Mrs Clinton would, in my view, make a decent president. Her foreign policy instincts are probably somewhere between Bush jnr. and Obama – no reckless invasions, but more activist than the occasionally dithering Mr Obama. Her domestic and economic policies are sound, too. Her leftward movements in the face of Bernie Sanders’ persistent primary challenge are regrettable – scuttling free trade deals, soaking business with tax and imposing sky-high minimum wages are no way to grow an economy – but are unlikely to be at the forefront of her priorities if she wins. Her – and the Democrats’ – problem, then, comes not from a paucity of policy, but from a personality that is so viscerally disliked by so many Americans as to push them into the arms of a bile-spewing populist. In an era of hyper-partisanship, wherein opposing the opposition simply for their being the opposition is the order of the day, having a candidate as partisan as Mrs Clinton is foolish. One must wonder: can the Democratic Party find no one better?
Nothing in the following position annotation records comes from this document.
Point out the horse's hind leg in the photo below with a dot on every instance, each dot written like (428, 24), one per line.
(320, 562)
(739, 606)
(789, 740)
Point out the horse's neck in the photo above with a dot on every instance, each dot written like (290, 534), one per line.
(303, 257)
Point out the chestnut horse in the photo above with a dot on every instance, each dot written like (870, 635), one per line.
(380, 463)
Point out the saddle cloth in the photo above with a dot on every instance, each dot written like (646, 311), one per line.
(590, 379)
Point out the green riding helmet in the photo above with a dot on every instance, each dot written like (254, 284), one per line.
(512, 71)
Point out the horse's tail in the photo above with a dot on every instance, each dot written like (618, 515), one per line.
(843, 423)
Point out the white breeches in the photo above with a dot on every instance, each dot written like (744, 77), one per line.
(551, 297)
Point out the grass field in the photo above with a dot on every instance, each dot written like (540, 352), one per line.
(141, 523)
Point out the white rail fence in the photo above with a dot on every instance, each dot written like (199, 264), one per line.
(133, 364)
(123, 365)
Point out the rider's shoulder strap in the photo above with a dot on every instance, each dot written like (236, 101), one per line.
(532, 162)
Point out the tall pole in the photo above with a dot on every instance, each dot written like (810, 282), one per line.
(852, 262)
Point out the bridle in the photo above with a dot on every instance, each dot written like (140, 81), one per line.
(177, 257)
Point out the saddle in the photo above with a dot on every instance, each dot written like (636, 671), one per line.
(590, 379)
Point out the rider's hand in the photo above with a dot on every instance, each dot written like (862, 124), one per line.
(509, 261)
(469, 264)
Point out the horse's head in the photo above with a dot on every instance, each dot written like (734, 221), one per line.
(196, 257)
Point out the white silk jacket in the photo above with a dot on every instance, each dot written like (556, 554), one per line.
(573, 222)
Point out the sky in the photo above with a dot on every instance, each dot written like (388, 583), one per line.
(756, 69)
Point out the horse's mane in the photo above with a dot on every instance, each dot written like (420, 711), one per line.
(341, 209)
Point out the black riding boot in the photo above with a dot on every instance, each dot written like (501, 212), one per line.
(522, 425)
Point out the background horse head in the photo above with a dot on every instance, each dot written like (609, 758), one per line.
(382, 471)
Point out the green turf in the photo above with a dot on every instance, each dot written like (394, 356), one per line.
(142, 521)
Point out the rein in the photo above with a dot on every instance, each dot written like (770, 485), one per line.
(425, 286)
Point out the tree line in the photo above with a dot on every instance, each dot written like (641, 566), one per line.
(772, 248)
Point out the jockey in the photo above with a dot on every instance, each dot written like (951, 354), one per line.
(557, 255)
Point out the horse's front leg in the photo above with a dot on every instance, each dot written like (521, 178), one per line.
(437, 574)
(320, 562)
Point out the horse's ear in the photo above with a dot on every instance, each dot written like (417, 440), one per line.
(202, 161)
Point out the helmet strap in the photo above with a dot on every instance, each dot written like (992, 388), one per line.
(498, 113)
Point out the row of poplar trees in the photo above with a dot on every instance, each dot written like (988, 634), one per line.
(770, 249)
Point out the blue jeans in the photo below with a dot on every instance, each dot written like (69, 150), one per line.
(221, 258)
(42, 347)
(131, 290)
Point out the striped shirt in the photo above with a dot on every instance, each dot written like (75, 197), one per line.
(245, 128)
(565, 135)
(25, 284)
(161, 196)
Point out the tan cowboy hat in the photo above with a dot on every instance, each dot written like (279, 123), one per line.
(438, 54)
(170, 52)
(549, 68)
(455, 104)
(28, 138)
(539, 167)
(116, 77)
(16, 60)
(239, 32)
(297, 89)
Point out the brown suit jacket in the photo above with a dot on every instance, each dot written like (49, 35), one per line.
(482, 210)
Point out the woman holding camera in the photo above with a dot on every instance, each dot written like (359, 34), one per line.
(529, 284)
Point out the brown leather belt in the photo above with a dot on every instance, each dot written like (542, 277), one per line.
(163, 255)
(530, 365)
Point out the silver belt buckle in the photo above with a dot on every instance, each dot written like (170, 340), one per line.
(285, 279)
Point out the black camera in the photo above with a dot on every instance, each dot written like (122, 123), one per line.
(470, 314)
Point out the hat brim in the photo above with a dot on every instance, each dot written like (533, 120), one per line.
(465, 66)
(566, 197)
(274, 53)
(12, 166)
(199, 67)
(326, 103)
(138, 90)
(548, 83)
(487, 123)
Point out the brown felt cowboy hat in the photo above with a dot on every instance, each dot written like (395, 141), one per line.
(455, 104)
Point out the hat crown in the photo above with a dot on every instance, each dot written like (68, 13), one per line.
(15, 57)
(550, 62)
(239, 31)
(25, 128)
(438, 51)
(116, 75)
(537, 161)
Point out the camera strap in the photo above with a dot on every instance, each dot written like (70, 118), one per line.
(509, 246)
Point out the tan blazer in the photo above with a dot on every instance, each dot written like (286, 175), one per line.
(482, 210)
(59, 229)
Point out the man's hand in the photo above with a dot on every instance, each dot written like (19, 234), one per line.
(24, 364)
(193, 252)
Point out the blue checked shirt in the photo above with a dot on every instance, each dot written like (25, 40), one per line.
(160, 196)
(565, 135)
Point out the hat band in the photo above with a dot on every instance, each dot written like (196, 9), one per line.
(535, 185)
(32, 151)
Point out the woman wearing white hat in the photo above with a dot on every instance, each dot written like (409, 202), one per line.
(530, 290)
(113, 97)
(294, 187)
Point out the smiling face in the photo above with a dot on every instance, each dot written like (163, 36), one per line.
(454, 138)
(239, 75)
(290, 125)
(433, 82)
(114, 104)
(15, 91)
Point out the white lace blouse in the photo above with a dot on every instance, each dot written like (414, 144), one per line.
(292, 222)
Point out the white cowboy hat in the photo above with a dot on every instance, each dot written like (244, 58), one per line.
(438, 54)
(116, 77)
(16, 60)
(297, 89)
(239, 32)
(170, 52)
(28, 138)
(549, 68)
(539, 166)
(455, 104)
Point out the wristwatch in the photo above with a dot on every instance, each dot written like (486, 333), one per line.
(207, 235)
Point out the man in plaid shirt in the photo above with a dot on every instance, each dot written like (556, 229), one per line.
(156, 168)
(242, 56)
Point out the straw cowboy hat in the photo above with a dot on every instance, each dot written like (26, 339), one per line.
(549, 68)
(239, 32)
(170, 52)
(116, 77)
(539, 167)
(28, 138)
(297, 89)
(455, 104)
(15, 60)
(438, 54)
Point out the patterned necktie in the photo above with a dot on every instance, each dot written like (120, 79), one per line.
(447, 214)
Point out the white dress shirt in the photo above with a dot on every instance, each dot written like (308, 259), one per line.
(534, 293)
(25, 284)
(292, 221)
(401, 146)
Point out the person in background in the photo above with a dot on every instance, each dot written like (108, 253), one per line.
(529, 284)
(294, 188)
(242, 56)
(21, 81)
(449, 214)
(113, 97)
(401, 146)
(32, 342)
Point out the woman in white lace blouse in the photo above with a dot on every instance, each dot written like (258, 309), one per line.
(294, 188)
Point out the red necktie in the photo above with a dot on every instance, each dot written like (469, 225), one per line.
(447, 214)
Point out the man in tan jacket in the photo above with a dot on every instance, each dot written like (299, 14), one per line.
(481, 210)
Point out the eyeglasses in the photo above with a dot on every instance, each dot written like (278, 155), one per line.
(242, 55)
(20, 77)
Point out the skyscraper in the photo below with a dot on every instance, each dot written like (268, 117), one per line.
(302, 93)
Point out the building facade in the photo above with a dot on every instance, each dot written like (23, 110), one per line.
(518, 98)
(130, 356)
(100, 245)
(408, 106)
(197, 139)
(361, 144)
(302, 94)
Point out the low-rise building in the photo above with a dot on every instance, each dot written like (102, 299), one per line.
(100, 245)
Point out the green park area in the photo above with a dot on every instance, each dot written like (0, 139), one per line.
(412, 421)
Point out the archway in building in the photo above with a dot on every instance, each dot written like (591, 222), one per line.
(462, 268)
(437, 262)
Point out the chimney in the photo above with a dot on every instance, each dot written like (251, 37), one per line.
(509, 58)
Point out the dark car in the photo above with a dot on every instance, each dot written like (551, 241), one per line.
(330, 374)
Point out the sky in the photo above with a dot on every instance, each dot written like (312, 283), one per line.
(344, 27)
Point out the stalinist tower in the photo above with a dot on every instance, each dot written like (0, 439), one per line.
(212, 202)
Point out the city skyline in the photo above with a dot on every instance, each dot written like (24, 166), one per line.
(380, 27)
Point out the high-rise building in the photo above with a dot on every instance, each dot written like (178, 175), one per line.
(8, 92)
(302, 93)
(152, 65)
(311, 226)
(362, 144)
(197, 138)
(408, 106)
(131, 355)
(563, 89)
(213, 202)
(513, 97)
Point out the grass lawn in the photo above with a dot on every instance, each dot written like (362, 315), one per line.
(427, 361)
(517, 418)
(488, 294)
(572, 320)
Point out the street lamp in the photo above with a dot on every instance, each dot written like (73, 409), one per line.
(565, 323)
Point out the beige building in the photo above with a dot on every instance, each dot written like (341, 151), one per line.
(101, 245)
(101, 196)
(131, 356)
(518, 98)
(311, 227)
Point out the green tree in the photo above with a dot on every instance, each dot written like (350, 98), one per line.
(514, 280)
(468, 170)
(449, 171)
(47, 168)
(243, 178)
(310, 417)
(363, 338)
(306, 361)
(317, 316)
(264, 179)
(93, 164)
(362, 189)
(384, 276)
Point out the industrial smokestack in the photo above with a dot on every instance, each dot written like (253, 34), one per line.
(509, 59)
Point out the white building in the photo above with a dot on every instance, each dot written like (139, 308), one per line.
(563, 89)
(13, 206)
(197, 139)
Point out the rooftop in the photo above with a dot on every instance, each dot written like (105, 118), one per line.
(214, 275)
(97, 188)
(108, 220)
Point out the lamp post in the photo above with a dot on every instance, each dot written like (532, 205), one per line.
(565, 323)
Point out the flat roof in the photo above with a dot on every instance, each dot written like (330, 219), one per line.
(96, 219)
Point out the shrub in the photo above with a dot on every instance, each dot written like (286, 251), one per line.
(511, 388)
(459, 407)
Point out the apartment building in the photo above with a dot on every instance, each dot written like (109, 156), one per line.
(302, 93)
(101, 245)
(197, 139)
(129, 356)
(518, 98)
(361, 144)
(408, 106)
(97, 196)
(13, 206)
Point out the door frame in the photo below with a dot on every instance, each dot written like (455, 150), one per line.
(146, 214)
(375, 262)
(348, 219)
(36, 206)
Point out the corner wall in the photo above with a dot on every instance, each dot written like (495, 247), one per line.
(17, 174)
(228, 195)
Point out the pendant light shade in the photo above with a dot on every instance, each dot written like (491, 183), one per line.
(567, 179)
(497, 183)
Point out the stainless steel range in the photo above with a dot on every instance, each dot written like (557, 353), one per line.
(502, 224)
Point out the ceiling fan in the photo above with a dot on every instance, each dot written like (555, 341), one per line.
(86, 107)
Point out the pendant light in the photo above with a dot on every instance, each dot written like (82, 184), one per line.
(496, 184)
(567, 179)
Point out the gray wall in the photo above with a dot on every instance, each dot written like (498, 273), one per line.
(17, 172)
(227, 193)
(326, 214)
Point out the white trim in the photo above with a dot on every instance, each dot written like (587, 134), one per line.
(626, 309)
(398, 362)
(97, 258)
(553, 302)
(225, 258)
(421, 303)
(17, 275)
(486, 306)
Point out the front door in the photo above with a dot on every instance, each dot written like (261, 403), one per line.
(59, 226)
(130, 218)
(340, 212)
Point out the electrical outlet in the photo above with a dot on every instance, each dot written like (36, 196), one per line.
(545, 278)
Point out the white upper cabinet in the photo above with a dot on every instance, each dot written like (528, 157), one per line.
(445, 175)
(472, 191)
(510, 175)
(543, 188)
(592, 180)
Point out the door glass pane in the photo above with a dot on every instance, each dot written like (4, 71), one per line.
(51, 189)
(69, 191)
Some argue that Mr Trump is simply the manifestation of an era of low rich-world growth, mass migration, Islamic terrorism and national identity crisis. That would be to absolve the above of the part they played in begetting The Donald. The hope must be that Mrs Clinton wins in November, but that the ‘establishment’ – of both parties, and others elsewhere in the world – learns its lesson. It only takes one rich loudmouth to animate the masses into putting into high office a person so unqualified to be president as Mr Trump is.